Earthquakes and Construction

Safety, Earthquakes, and Construction

According to the United States Geological Survey(USGS), there are several million earthquakes happen every year around the globe. Most of them are undetectable and about 500,000 are detectable but only 100,000 of these are felt by us. However, what concerns us the most is the number of earthquakes that can cause damage and that’s roughly a hundred in a year.

Apparently, our species have been in the world for more than 200,000 years and we’ve come a long way in our attempt in conquering nature. Nature is both a preserver and a destroyer; most of our development is actually focused on trying to harness its power and use it to remove nature’s negative attribute.

Earthquakes and the construction industry is no doubt connected to each other. The concept of an earthquake is always visualized with buildings crumbling down, ceilings falling off, and roads cracking. Seeing such images makes us realize and hope at the same time that we had better infrastructures and there are several methods that could reinforce a structure other than bars and concretes.

Earthquake Engineering

Earthquake engineering is an interdisciplinary branch of engineering that designs and analyzes structures but specifically focused on functions that are earthquake related. Its main purpose is concerned with protecting society, natural environment and man-made environment from the destructive force of an earthquake. It doesn’t necessarily mean that they have to invent buildings that are completely invulnerable but structures that can withstand the seismic effects while sustaining minimal or acceptable amount of damage. Take note, a properly engineered structure doesn’t necessarily have to be extremely strong or expensive.

 

Here are three processes or methods on how the construction industry improves modern buildings’ resilience on earthquakes.

1. Seismic Design

CCTV Building, Beijing, China

Above: Aside from exterior forces – it can resist an earthquake of up to 8 — the CCTV Building in Beijing has a cantilevered shape that puts enormous pressure on the building from gravity and other lateral forces.

This is probably the most common requirement before a construction entity can raise a building in a certain place. The design is based on a sanctioned engineering principles and procedures meant to strengthen buildings against earthquakes. Seismic designs are only based on up-to-date knowledge and experiments of trial and error so it can never guarantee a hundred percent fortification against collapse or serious damage. They are are solely based on understanding the imaginable course of failure during such disasters, therefore, the main purpose of this method is to minimize casualties or loss of life.

 

 

 

2. Tuned Mass Dampers

Construction Details of Taipei 101

Taipei 101 Earthquake Engineering

Obviously, the higher the building the complex its structure becomes and the greater risk for safety. For skyscrapers, it’s not only earthquakes that they have to think about but also typhoons and strong winds. One of the famous skyscrapers that has this feature of controlling seismic vibrations is Tapei 101, formerly known as Taipei World Financial Center.
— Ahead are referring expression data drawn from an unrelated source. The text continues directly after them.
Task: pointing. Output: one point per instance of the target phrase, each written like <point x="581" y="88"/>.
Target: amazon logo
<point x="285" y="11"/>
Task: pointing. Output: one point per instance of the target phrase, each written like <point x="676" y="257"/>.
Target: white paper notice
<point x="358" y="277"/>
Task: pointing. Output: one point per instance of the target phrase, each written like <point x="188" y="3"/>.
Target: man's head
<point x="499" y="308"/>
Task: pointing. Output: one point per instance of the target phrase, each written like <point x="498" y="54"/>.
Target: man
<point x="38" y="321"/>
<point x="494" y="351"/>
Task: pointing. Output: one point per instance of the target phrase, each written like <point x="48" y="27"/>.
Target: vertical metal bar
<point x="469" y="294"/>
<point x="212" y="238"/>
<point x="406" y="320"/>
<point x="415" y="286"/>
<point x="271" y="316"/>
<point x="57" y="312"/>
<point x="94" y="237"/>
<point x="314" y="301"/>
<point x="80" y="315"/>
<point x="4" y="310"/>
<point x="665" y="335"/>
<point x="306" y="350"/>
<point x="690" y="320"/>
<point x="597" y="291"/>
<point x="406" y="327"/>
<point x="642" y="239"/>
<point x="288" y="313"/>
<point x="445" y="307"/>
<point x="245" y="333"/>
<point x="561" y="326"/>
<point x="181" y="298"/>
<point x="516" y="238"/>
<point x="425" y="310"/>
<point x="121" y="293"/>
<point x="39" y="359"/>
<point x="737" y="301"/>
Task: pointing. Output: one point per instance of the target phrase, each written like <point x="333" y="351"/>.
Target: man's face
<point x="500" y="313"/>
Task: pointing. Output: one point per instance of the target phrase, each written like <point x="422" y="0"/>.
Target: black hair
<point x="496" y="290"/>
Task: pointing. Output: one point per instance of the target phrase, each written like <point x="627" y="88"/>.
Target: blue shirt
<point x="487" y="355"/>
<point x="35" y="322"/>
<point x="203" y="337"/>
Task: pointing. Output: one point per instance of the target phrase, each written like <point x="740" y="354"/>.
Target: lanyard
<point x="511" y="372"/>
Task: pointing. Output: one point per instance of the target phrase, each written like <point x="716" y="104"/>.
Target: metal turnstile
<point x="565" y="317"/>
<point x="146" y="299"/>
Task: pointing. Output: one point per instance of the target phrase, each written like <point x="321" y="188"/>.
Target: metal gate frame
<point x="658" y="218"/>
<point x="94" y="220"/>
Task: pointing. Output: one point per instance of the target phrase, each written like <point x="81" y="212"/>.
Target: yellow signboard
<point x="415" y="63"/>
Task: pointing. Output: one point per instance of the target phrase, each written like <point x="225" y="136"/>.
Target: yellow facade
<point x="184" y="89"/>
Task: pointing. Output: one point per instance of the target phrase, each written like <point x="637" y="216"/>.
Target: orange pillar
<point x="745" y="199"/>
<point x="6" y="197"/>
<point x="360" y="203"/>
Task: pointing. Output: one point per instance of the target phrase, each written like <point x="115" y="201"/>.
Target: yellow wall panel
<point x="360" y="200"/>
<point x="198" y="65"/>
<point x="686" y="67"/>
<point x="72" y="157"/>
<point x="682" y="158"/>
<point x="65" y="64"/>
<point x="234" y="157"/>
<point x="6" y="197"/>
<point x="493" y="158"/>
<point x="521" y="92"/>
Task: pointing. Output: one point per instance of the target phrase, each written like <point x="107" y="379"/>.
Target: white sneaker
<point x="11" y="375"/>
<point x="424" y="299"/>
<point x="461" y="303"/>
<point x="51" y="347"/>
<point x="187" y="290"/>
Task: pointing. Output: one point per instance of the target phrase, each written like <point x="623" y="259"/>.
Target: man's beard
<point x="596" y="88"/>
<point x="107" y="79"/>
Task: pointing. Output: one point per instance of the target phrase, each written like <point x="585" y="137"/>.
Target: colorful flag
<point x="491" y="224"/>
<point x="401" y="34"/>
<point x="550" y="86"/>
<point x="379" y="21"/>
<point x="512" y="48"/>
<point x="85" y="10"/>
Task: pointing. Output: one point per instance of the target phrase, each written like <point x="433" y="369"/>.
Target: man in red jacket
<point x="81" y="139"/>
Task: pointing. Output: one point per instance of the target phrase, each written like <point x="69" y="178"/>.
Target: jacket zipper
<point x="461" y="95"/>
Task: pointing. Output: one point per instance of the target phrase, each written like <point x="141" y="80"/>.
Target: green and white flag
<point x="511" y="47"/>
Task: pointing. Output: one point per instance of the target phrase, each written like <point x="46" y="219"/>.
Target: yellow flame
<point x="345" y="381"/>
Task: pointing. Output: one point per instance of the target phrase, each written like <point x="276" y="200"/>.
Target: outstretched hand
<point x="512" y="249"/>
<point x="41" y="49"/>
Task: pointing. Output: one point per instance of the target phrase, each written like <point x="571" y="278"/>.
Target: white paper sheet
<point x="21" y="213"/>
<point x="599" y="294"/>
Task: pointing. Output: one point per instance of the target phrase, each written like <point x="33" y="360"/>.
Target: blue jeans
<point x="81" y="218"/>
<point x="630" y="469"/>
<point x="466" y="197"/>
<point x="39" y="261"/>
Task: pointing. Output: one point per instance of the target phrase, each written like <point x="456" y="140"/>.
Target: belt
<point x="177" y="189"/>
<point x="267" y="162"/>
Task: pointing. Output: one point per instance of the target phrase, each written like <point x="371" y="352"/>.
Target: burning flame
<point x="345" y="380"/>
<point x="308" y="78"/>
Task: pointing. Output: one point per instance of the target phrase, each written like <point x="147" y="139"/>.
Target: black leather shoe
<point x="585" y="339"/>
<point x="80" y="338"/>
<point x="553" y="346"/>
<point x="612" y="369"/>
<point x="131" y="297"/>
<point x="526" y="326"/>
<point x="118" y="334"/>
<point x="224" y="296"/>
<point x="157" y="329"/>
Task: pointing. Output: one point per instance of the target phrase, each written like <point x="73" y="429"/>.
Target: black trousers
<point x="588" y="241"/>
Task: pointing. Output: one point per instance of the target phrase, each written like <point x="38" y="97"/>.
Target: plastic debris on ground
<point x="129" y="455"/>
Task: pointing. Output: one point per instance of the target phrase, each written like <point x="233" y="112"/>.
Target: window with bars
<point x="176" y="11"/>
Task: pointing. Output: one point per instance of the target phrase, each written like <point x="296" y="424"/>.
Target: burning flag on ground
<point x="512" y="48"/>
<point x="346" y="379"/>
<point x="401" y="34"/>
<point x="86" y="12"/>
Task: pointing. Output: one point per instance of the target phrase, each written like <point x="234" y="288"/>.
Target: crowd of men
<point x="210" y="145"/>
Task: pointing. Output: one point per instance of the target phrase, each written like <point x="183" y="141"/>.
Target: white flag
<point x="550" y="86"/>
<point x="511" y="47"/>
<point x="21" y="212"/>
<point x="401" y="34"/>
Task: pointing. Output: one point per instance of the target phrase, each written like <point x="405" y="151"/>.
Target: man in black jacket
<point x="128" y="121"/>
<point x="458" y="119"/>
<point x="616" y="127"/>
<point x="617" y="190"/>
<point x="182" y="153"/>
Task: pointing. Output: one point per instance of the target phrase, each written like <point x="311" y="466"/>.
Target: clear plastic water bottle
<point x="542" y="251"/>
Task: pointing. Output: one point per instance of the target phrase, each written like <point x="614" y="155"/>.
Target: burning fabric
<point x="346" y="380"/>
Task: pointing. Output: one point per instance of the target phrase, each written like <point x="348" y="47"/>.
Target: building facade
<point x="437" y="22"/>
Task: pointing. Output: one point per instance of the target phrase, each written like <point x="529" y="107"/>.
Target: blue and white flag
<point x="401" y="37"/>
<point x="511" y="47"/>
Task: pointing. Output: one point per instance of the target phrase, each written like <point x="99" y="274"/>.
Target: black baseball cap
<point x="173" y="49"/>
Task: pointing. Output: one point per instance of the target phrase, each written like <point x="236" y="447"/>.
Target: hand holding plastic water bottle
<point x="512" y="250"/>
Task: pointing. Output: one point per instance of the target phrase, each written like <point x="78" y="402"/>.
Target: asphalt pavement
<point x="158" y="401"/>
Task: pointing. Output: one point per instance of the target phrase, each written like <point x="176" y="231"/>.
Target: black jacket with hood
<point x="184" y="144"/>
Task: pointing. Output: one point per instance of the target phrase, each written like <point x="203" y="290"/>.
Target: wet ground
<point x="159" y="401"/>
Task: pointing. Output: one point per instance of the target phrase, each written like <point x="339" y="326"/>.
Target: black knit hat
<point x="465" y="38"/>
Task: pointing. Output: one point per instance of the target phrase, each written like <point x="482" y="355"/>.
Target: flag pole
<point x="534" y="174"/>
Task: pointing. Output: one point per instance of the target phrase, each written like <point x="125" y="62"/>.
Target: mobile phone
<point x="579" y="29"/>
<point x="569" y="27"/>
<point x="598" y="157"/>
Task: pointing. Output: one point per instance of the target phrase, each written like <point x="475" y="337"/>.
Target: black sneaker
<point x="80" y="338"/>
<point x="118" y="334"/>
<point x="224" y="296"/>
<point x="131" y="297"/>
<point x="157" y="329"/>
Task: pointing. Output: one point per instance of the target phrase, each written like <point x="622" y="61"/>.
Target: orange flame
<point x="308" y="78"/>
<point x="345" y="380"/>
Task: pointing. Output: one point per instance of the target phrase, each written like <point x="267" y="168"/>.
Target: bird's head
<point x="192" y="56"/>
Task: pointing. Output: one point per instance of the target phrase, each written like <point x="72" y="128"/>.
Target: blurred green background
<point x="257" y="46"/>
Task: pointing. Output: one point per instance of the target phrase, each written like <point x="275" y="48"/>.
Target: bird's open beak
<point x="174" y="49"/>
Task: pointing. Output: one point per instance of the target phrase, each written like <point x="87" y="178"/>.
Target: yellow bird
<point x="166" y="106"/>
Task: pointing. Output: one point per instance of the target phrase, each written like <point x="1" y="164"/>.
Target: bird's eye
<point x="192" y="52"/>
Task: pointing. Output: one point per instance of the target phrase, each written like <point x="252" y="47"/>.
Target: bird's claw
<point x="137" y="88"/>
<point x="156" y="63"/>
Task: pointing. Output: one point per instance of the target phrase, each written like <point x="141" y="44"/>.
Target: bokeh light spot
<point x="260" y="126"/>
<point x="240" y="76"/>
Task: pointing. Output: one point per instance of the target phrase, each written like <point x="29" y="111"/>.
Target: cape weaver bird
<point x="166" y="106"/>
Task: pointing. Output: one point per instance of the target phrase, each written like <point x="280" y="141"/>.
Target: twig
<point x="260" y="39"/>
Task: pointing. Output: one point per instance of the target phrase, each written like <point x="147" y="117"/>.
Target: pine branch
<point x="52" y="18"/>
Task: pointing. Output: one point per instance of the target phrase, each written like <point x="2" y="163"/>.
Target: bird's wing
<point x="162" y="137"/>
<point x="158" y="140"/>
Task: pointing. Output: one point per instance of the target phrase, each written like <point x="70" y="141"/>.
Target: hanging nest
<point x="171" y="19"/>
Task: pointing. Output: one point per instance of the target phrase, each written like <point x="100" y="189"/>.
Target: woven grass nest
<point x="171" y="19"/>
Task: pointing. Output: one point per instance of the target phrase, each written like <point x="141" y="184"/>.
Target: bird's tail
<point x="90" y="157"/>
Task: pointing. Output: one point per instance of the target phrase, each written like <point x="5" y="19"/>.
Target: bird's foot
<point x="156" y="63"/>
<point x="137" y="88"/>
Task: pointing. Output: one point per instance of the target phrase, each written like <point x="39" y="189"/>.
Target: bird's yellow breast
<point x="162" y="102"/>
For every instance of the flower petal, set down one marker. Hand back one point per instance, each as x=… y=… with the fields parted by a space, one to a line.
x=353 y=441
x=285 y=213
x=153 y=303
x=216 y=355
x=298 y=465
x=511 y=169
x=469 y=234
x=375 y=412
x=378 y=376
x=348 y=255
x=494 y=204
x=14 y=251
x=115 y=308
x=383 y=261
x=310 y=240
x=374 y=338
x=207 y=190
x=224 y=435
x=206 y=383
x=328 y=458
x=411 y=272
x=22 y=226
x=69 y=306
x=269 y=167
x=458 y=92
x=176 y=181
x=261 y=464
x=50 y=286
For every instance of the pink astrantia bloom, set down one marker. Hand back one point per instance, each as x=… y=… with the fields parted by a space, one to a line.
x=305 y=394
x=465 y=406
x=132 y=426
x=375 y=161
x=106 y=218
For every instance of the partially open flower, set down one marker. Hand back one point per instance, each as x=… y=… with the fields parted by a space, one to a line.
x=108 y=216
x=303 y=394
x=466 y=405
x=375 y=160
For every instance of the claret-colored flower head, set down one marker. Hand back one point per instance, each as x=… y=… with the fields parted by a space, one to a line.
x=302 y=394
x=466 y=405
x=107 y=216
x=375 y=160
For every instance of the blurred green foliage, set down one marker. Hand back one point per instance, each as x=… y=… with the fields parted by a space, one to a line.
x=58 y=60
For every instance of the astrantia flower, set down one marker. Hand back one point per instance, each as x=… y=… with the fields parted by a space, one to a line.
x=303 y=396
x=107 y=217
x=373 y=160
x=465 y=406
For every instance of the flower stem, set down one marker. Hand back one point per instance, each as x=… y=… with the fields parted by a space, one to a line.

The tall building stands on the Asia-pacific where typhoons and tremors are common. The tuned mass damper in this building is a pendulum weighing approximately 600 metric tons is suspended at the top through several floors and sways to decrease movements that are caused by earthquakes.

 

3. Base Isolation

This kind of method is founded on the idea that the whole base of the building should not be directly constructed on the ground. Isolating the base through different techniques aims to prevent the kinetic energy of the earthquake to the building. The principle of separating the structure from the ground is to enable it to move somewhat independently and that can minimize the movement during earthquakes. However, the degree to how massive and minimal the energy from the ground that’s going to be transferred to the building depends on the technology that’s used.